Monday's drop brought the overall market 10 percent lower than early October and officially qualified as a "correction".
"I think the volatility is caused because there is speculation that the United States could be headed for a recession. And I think while most people believe this is not going to happen, recession is a scary word," said financial consultant, Michael Strojny.
He says now is not the time to panic or overreact. Despite often wild fluctuations in individual stock prices, investors must be prudent.
"The ones who run scared normally are the ones who lose. They're the ones who will pull their money out at the worst time and put it back in, also at the worst time," says Strojny.
He suggests any investment adjustments should be conservative.
"Maybe move a little bit more percent of their money to bond funds, rather than growth funds. But not make major moves. Nobody should make a major move in these volatile times."
"The important thing is really not what's the outlook for the next three months or six months or even year or two. But what are your longer term goals?" says financial consultant Phil Huffman with A.E. Edwards.

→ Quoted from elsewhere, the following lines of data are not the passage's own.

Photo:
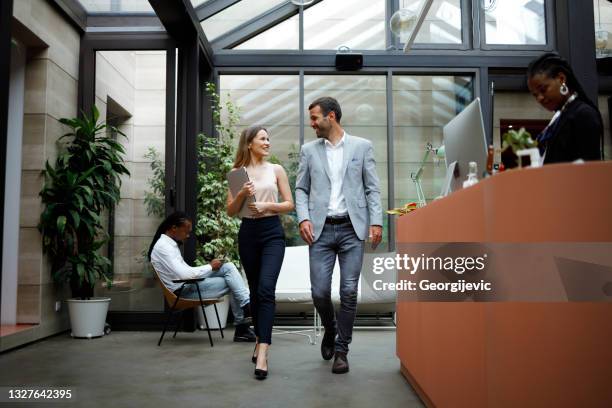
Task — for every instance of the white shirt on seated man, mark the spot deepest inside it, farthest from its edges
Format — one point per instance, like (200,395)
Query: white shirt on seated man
(220,278)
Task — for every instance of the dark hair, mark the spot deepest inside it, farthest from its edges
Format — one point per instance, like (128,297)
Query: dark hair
(176,219)
(552,64)
(327,104)
(243,156)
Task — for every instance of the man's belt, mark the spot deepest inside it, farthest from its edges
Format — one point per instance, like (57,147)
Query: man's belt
(338,220)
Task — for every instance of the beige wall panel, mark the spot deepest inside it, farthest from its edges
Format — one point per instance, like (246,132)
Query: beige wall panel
(33,147)
(30,257)
(151,70)
(150,109)
(145,137)
(36,87)
(28,303)
(49,25)
(61,93)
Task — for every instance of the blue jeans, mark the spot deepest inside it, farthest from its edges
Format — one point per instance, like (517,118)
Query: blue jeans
(261,242)
(225,280)
(336,240)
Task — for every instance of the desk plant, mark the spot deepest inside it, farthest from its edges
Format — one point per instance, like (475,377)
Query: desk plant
(512,142)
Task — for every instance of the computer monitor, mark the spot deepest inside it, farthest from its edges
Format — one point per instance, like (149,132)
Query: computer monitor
(465,141)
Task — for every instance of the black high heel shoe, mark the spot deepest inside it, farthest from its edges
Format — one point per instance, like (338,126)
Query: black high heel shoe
(261,374)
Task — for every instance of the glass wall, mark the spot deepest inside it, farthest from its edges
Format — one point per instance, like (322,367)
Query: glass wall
(131,94)
(603,27)
(422,105)
(515,22)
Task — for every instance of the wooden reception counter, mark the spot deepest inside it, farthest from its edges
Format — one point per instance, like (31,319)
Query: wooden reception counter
(512,354)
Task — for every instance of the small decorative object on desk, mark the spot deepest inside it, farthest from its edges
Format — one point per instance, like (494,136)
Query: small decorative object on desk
(472,175)
(403,210)
(514,141)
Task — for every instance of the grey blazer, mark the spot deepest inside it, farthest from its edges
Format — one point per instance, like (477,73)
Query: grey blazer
(360,185)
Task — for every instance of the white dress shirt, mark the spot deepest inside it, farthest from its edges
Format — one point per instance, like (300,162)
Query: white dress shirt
(169,263)
(335,156)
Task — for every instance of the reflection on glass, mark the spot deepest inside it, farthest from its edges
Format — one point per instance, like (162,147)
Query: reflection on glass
(364,113)
(442,24)
(117,6)
(357,24)
(232,17)
(283,36)
(422,105)
(603,28)
(515,22)
(130,93)
(273,102)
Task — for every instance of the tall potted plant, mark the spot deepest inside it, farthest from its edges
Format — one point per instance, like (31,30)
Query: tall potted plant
(216,232)
(83,183)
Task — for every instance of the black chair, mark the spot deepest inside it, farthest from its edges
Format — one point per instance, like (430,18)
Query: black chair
(178,305)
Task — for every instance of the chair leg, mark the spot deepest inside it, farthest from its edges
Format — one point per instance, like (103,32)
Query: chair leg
(205,318)
(167,321)
(218,320)
(178,324)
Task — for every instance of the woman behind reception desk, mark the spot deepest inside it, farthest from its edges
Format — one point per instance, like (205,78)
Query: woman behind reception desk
(575,131)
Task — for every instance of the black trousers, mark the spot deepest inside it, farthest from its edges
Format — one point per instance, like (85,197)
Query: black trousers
(261,244)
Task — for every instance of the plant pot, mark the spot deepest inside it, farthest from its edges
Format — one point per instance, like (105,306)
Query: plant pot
(87,317)
(222,308)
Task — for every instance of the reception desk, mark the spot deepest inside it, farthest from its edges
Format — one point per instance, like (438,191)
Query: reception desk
(512,354)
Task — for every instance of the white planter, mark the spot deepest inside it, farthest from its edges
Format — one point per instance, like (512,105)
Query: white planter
(222,308)
(87,317)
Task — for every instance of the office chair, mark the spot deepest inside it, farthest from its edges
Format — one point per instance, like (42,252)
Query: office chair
(178,305)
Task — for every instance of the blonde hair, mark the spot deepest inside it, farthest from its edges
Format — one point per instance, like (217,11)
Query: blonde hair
(243,156)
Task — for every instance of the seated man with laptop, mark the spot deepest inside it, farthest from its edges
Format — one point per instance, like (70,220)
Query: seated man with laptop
(220,278)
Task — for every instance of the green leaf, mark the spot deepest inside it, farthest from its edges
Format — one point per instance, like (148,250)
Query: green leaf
(61,224)
(76,218)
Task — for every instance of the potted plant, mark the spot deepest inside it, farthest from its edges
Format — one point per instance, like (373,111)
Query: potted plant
(83,183)
(514,141)
(215,231)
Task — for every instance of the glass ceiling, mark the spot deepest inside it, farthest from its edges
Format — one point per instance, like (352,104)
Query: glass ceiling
(196,3)
(236,15)
(117,6)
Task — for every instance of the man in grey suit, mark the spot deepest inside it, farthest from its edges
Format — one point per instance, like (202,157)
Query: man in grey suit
(338,206)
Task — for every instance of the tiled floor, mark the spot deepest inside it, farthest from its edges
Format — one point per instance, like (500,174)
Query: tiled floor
(7,329)
(128,369)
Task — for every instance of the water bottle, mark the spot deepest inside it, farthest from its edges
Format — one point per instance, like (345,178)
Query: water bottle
(472,175)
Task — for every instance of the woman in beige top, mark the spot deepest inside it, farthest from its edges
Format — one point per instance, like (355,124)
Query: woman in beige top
(261,240)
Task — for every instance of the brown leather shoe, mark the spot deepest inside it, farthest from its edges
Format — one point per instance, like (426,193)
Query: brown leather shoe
(328,344)
(340,365)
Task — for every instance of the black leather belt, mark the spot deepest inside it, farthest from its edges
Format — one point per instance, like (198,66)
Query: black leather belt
(338,220)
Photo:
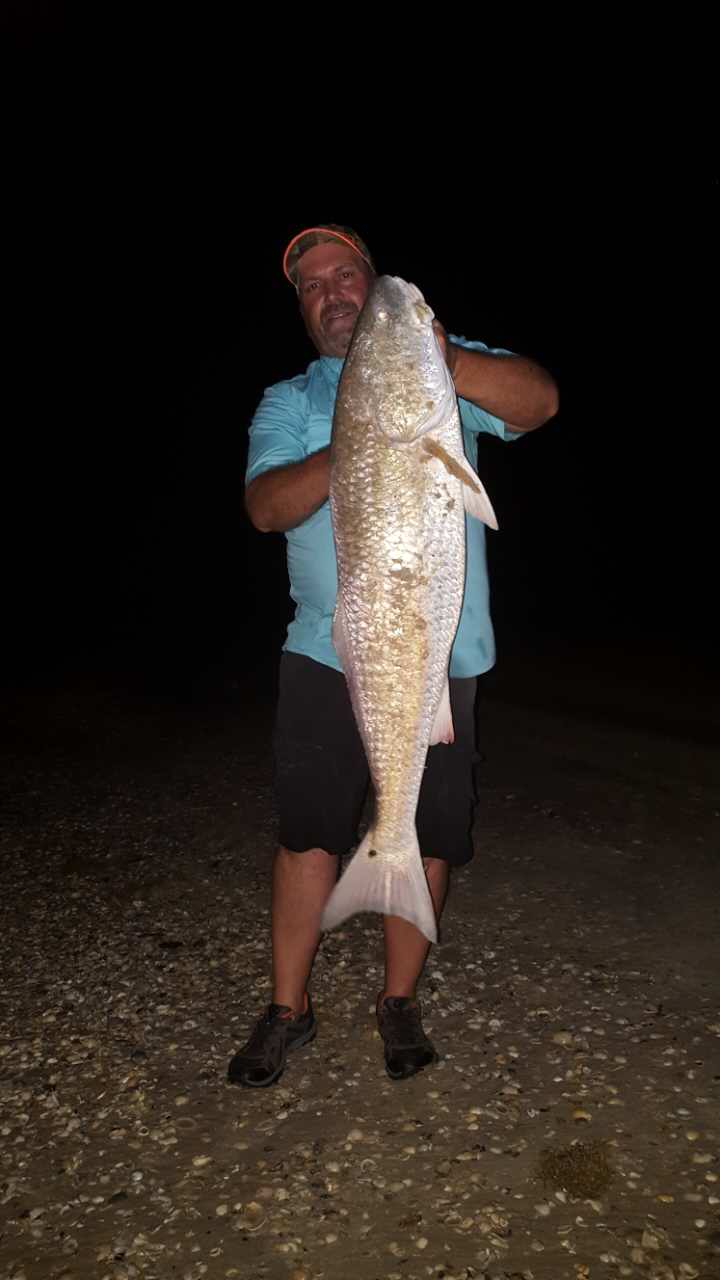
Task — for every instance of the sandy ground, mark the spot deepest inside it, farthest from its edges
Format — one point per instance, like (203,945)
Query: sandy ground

Huffman agrees that a volatile Wall Street isn't reason to panic. Investors should focus on their goals.
"Are they short term, long term, intermediate. What is your risk level? What kind of decline can you handle and still sleep well at night?" he says.
As for fears of recession, Huffman says preparation is prudent.
"In our firm, we would put the percentage/probability at about 40 percent. So, it's something that we're aware of. We want to be positioned just in case."
Huffman says investors may wish to consider stocks that hold up better during times of economic slowdown. Those include companies dealing with health care and consumer staples.